More than half of adults and 40% of children in New York City are overweight or obese, according to Farley.
Soon after Mayor Bloomberg proposed the plan in May, business groups opposed to the bill responded in force, with ad campaigns on delivery trucks and movie theatre marquees exhorting moviegoers to join their coalition, New Yorkers For Beverage Choices.
Six out of 10 New Yorkers opposed the plan, according to a recent poll by the New York Times.
The industry is hardly cowed by the health board's decision. In a video released Thursday, New Yorkers for Beverage Choices chairman Liz Berman pointed to the NYTimes poll and said that "we have to continue this fight. We have to make sure that our voices are heard."
Columbia University bioethicist John Loike is not especially in favor of the mayor's plan either; he says what might work better is applying extra taxes, as with cigarettes.
"The idea of banning foods goes against autonomy," Loike said in a phone interview. "The idea is that people should be educated."
Others feel the ban, while a step in the right direction, will play a minimal role in the battle against obesity.

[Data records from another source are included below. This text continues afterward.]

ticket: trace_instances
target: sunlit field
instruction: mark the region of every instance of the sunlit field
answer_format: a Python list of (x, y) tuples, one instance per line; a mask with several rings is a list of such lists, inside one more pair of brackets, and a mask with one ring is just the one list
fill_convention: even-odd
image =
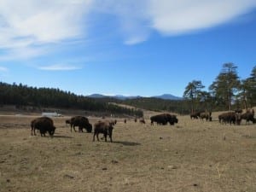
[(70, 116), (53, 118), (55, 134), (44, 137), (31, 136), (37, 116), (1, 115), (0, 191), (254, 192), (256, 125), (218, 114), (172, 126), (150, 125), (149, 113), (145, 125), (117, 119), (113, 143), (71, 132)]

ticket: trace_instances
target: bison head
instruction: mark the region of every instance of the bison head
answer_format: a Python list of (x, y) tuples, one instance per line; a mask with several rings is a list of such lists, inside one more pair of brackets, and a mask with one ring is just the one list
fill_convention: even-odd
[(92, 131), (91, 124), (88, 124), (85, 129), (86, 129), (87, 132), (91, 132), (91, 131)]

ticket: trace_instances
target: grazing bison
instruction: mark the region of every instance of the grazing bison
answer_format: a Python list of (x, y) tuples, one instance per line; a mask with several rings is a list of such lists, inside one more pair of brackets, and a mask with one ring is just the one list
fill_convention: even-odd
[(70, 120), (70, 119), (67, 119), (65, 122), (66, 122), (66, 125), (67, 125), (67, 124), (71, 125), (71, 120)]
[(201, 119), (201, 120), (204, 120), (204, 119), (206, 119), (207, 120), (212, 121), (212, 112), (201, 113), (200, 119)]
[(141, 124), (146, 124), (146, 121), (145, 121), (144, 119), (140, 119), (140, 123), (141, 123)]
[(53, 136), (55, 131), (55, 127), (54, 126), (53, 120), (49, 117), (40, 117), (33, 119), (31, 122), (31, 135), (33, 133), (36, 135), (36, 129), (39, 130), (41, 137), (44, 136), (48, 132), (49, 136)]
[[(67, 122), (67, 121), (66, 121)], [(70, 119), (70, 131), (72, 132), (72, 128), (74, 131), (75, 126), (79, 126), (79, 131), (83, 132), (83, 128), (86, 130), (87, 132), (91, 132), (92, 125), (89, 123), (89, 120), (86, 117), (84, 116), (74, 116)]]
[(229, 123), (229, 124), (235, 124), (240, 125), (241, 123), (241, 114), (236, 113), (235, 112), (227, 112), (218, 115), (218, 122), (219, 123)]
[(190, 114), (190, 119), (198, 119), (199, 117), (200, 117), (200, 113), (201, 113), (201, 112), (194, 112), (194, 113), (192, 113), (191, 114)]
[(250, 121), (253, 122), (253, 124), (256, 123), (256, 119), (254, 118), (254, 113), (251, 112), (251, 111), (247, 111), (246, 113), (242, 113), (241, 115), (241, 119), (245, 119), (246, 120), (246, 124), (247, 124), (247, 122), (249, 123)]
[(158, 125), (166, 125), (168, 122), (171, 125), (177, 123), (177, 119), (176, 115), (169, 113), (161, 113), (150, 117), (151, 125), (154, 125), (154, 122), (156, 122)]
[(236, 109), (235, 110), (235, 113), (242, 113), (242, 109), (241, 109), (241, 108), (236, 108)]
[(112, 142), (112, 131), (113, 125), (108, 121), (99, 121), (94, 125), (94, 134), (93, 134), (93, 142), (95, 141), (95, 136), (97, 137), (99, 141), (99, 134), (103, 133), (105, 137), (105, 142), (107, 142), (107, 136), (109, 136), (110, 142)]

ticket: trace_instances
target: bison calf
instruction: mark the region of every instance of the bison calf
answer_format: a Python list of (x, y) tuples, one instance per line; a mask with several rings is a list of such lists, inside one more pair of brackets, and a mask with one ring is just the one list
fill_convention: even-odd
[(54, 126), (53, 120), (49, 117), (41, 117), (33, 119), (31, 122), (31, 135), (33, 133), (36, 135), (36, 129), (39, 130), (41, 137), (45, 136), (48, 132), (49, 136), (53, 136), (55, 131), (55, 127)]
[(109, 136), (110, 142), (112, 142), (112, 131), (113, 127), (113, 125), (108, 121), (99, 121), (94, 125), (94, 134), (93, 134), (93, 142), (95, 141), (95, 136), (97, 137), (99, 141), (99, 134), (103, 133), (105, 137), (105, 142), (107, 142), (107, 136)]

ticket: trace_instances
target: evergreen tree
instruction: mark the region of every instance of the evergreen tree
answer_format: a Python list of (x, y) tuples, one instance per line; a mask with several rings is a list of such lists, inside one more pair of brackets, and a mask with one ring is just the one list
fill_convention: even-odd
[(231, 110), (232, 102), (240, 86), (236, 68), (233, 63), (224, 63), (221, 73), (209, 87), (218, 103), (224, 104), (228, 110)]
[(183, 93), (183, 97), (190, 100), (191, 102), (191, 113), (195, 111), (195, 105), (200, 102), (200, 96), (201, 89), (205, 86), (201, 84), (201, 81), (193, 80), (189, 82), (189, 84), (185, 88), (185, 91)]

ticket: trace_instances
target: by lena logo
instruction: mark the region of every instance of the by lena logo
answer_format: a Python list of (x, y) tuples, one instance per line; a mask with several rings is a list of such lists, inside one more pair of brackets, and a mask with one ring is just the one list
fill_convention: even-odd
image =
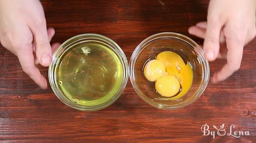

"Realistically, banning sugary drinks is just one piece of the obesity puzzle," Karen Congro, director of wellness at The Brooklyn Hospital Center, said in a statement Thursday. "Many people are emotionally connected to food and don't understand what constitutes a proper portion -- even of healthy foods -- and that's why we see so much childhood obesity."
Marion Nestle, an author and nutrition professor at New York University, endorses the cap -- also citing cigarettes in her support.
"Telling people cigarettes cause cancer hardly ever got anyone to stop. But regulations did," Nestle wrote in a column for the San Francisco Chronicle in August. "Taxing cigarettes, banning advertising, setting age limits for purchases and restricting smoking in airplanes, workplaces, bars and restaurants made it easier for smokers to stop."
Food regulations also have a proven track record, Nestle said in a phone interview. The recent ban on trans fats throughout New York City restaurants has markedly reduced the levels of trans fat in New Yorkers' blood, and states with strong regulations about what kinds of foods can be served in schools have lower levels of child obesity, she says.
Research shows that people will tend to choose a default meal option, so by changing the default, the city can encourage healthier choices, she says.
Plus, Nestle says, "this isn't a ban, it's a cap." If someone really wants to drink 32 ounces of soda at the movies, "you can always order two."